Calculates the first order image derivative in both x and y using a Sobel operator.

Equivalent to calling:

Sobel( src, dx, CV_16SC1, 1, 0, 3 );
Sobel( src, dy, CV_16SC1, 0, 1, 3 );
#define CV_16SC1
Definition interface.h:117
void Sobel(InputArray src, OutputArray dst, int ddepth, int dx, int dy, int ksize=3, double scale=1, double delta=0, int borderType=BORDER_DEFAULT)
Calculates the first, second, third, or mixed image derivatives using an extended Sobel operator.
Parameters
srcinput image.
dxoutput image with first-order derivative in x.
dyoutput image with first-order derivative in y.
ksizesize of Sobel kernel. It must be 3.
borderTypepixel extrapolation method, see BorderTypes. Only BORDER_DEFAULT=BORDER_REFLECT_101 and BORDER_REPLICATE are supported.
See also
Sobel

◆ sqrBoxFilter()

void cv::sqrBoxFilter ( InputArray  src,
OutputArray  dst,
int  ddepth,
Size  ksize,
Point  anchor = Point(-1, -1),
bool  normalize = true,
int  borderType = BORDER_DEFAULT 
)
Python:
cv.sqrBoxFilter(src, ddepth, ksize[, dst[, anchor[, normalize[, borderType]]]]) -> dst

#include <opencv2/imgproc.hpp>

Calculates the normalized sum of squares of the pixel values overlapping the filter.
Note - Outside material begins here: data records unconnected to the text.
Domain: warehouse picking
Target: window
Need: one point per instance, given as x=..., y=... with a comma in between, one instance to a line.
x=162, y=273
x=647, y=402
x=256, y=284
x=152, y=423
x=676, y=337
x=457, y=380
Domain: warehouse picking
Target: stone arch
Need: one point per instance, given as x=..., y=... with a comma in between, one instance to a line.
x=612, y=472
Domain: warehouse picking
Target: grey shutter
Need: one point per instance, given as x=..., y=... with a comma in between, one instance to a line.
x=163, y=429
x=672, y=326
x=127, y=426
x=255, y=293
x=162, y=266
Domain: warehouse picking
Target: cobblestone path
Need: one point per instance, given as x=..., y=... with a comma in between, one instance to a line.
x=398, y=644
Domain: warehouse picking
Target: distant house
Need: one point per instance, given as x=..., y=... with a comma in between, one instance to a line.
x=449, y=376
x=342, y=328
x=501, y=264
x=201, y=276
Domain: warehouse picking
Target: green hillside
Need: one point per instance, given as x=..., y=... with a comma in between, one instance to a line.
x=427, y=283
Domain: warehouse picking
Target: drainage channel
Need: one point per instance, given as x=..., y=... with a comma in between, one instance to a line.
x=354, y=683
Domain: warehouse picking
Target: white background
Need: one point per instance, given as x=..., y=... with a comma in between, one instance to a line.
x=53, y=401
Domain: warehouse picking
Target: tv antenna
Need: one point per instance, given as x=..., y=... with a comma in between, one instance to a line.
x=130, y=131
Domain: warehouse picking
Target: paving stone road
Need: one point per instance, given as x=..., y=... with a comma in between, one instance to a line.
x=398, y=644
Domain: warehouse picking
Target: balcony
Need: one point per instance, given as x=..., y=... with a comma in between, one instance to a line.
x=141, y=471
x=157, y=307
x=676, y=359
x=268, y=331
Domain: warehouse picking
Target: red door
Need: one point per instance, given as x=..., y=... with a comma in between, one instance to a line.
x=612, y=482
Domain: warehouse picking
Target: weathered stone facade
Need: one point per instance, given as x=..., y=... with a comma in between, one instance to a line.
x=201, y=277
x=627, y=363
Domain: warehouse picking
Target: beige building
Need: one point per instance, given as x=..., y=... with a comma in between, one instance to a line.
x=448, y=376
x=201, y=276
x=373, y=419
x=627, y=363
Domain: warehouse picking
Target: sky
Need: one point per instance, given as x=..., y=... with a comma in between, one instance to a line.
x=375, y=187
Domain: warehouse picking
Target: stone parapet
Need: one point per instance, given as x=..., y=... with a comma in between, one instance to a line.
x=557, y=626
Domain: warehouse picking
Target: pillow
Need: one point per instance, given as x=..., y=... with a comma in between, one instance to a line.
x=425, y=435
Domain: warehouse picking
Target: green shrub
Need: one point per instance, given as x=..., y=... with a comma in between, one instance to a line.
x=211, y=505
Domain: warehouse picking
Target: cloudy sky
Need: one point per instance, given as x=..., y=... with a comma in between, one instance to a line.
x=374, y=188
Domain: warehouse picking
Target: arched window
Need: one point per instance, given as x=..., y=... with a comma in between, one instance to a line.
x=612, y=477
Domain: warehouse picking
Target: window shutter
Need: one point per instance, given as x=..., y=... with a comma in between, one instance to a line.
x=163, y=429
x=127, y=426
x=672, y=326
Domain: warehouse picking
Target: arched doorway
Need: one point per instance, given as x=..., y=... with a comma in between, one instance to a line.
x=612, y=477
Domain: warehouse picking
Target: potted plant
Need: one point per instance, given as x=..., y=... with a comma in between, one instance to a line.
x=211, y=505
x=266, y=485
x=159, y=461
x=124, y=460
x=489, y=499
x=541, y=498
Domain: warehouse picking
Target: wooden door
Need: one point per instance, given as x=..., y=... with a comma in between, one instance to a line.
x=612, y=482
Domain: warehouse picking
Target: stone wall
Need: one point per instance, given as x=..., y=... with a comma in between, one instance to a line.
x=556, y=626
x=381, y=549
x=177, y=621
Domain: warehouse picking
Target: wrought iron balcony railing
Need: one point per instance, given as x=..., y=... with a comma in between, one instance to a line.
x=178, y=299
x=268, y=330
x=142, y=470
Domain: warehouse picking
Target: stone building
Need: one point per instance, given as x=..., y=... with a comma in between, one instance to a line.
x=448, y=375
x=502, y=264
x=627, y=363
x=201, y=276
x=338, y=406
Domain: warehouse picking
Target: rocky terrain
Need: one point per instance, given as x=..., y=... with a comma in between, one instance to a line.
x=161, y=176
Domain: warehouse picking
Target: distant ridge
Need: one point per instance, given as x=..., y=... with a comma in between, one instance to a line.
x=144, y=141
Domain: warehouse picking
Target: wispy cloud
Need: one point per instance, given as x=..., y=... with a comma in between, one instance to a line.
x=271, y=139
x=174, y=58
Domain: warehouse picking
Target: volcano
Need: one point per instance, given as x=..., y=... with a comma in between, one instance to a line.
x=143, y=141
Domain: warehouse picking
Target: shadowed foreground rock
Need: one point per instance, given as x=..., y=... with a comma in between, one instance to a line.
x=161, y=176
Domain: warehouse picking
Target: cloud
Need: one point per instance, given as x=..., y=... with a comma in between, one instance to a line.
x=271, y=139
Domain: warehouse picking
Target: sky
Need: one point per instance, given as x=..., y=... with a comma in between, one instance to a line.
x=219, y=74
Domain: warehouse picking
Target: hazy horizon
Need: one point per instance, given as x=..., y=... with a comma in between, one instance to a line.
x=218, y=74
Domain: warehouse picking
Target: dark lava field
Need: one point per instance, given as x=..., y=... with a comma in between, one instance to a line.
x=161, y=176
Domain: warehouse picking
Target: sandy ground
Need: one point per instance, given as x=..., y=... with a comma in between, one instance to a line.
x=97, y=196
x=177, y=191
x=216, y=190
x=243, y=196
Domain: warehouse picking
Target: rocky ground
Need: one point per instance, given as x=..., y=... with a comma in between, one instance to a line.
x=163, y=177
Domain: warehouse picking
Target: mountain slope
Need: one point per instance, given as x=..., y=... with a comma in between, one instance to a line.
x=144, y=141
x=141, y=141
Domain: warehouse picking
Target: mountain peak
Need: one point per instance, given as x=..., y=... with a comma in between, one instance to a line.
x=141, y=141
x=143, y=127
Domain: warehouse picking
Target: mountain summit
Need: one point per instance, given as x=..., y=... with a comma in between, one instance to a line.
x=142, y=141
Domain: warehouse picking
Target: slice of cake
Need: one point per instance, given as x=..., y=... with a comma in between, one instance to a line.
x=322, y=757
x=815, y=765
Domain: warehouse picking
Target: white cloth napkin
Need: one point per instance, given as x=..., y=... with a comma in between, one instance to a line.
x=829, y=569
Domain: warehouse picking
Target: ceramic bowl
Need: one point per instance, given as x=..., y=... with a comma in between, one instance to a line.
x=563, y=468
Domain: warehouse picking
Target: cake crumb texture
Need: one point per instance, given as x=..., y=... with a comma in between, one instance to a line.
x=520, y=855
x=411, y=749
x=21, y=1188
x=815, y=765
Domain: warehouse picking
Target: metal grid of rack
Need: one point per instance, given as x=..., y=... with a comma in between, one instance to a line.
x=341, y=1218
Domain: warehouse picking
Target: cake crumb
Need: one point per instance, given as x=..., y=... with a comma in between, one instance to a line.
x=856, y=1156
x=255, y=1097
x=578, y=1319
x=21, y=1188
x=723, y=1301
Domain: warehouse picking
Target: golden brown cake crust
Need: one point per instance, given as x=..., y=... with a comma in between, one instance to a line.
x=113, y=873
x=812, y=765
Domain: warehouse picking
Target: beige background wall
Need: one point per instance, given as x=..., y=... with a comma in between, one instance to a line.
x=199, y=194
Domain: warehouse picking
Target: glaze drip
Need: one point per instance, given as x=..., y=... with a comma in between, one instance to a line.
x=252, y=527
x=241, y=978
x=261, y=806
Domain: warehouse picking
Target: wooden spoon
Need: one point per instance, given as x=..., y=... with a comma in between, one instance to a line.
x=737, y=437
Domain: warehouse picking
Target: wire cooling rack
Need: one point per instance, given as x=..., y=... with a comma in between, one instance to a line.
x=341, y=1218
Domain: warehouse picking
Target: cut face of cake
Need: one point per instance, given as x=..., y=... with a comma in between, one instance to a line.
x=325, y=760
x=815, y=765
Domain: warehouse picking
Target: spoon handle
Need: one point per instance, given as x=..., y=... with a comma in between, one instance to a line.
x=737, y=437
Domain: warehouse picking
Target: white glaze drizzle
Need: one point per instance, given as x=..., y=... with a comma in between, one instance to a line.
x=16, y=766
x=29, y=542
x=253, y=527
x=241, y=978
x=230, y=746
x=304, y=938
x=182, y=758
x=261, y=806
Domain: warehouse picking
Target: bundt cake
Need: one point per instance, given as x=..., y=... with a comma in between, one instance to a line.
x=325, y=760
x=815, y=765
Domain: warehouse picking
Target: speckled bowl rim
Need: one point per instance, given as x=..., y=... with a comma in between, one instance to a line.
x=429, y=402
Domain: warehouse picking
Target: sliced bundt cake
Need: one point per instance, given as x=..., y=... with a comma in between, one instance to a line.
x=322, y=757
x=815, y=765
For every pixel \( (x, y) \) in the source image, the function calculates the sum of squares of those neighboring pixel values which overlap the filter placed over the pixel \( (x, y) \).

The unnormalized square box filter can be useful in computing local image statistics such as the local variance and standard deviation around the neighborhood of a pixel.

Parameters
srcinput image
dstoutput image of the same size and type as src
ddepththe output image depth (-1 to use src.depth())
ksizekernel size
anchorkernel anchor point. The default value of Point(-1, -1) denotes that the anchor is at the kernel center.
normalizeflag, specifying whether the kernel is to be normalized by it's area or not.
borderTypeborder mode used to extrapolate pixels outside of the image, see BorderTypes. BORDER_WRAP is not supported.
See also
boxFilter

◆ stackBlur()

void cv::stackBlur ( InputArray  src,
OutputArray  dst,
Size  ksize 
)
Python:
cv.stackBlur(src, ksize[, dst]) -> dst

#include <opencv2/imgproc.hpp>

Blurs an image using the stackBlur.

The function applies and stackBlur to an image. stackBlur can generate similar results as Gaussian blur, and the time consumption does not increase with the increase of kernel size. It creates a kind of moving stack of colors whilst scanning through the image. Thereby it just has to add one new block of color to the right side of the stack and remove the leftmost color. The remaining colors on the topmost layer of the stack are either added on or reduced by one, depending on if they are on the right or on the left side of the stack. The only supported borderType is BORDER_REPLICATE. Original paper was proposed by Mario Klingemann, which can be found http://underdestruction.com/2004/02/25/stackblur-2004.

Parameters
srcinput image. The number of channels can be arbitrary, but the depth should be one of CV_8U, CV_16U, CV_16S or CV_32F.
dstoutput image of the same size and type as src.
ksizestack-blurring kernel size. The ksize.width and ksize.height can differ but they both must be positive and odd.